Re: [PATCH][GIT PULL][v3.3] tracing: Add header wrappersevent_headers_start.h and event_headers_end.h
From: Ingo Molnar
Date: Tue Jan 17 2012 - 04:54:27 EST
* Steven Rostedt <rostedt@xxxxxxxxxxx> wrote:
>
> Ingo,
>
> This is actually a special pull request. This patch adds two new files
> that are not used by anyone. The rational for this is, they will be
> required for v3.4 and I want to make the transition in linux-next as
> smooth as possible. Let me explain the situation.
>
> There has been more and more cases where trace/events/*.h headers have
> been showing up in normal header files. This is fine unless one of these
> normal header files ends up included in another trace/events/*.h file.
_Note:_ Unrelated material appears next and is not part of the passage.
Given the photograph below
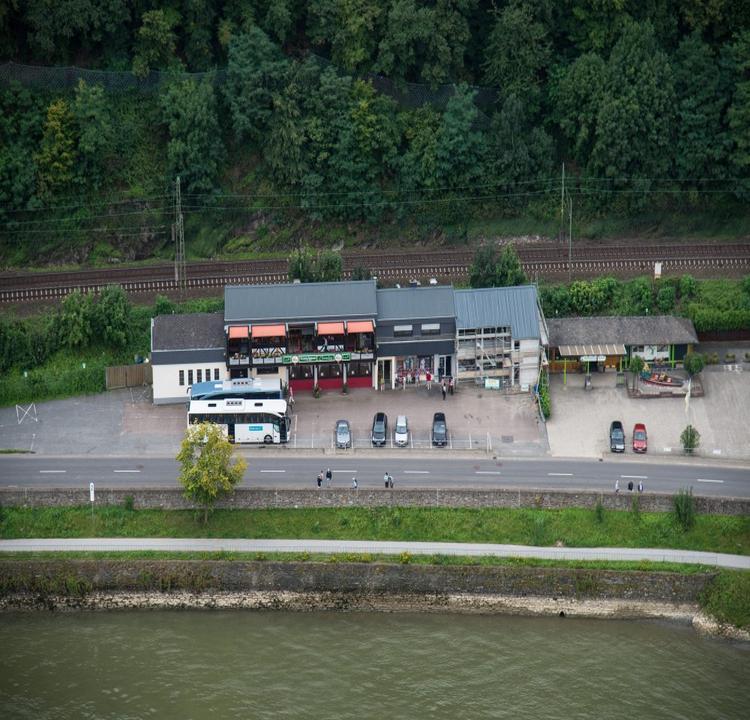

> What happens then, is when the CREATE_TRACE_POINTS is defined both
> headers get evaluated. This means the C functions to create the
> tracepoints are created for both the initial trace/events/*.h header, as
> well as the one that got included by the normal header file. This makes
> the build fail. We've already had to fix this up a few times to handle
> these cases.
>
> I added two header files:
>
> include/trace/event_headers_start.h
> include/trace/event_headers_end.h
>
> These headers add some macro magic to handle the nested tracepoint event
> headers that was described above.
>
> The way this works is that all tracepoint event headers must include
> these two headers around their other includes. For example trace/sched.h
> will now have:
>
> #include <trace/event_headers_start.h>
> #include <linux/sched.h>
> #include <linux/tracepoint.h>
> #include <trace/event_headers_end.h>
>
> I've already updated all the tracepoint headers inside the latest
> kernel. I searched all headers with "TRACE_EVENT" in them to catch
> headers outside of trace/events/ that define trace event headers.
>
> The issue I see, and why I want this patch into 3.3 is that I have a
> warning that will print if someone adds a new tracepoint event header
> and doesn't add these files. If this warning goes into linux-next, and
> someone adds a new tracepoint event header, they will start getting this
> warning. The only way for them to stop it, is to include the above
> wrappers. The problem is, the wrappers will not exist in the kernel that
> gets pulled into linux-next, unless we push them now into 3.3.
>
> Now if you feel this is too much and do not want to include files into
> 3.3 that are not being used, I can hold off the warning patch until 3.5,
> and then we may have a mixture of files with and without these header
> wrappers in 3.4.
>
> What's your thoughts on this?
Hm, i don't really like the extra complexity - this code
*really* does not need any more complexity ...
How about the low-tech solution of adding some text between
'/* */' markers to warns that these headers should not be
included in ordinary headers?
The build error will pinpoint the bug anyway, it's not like the
kernel can be broken in any dangerous way.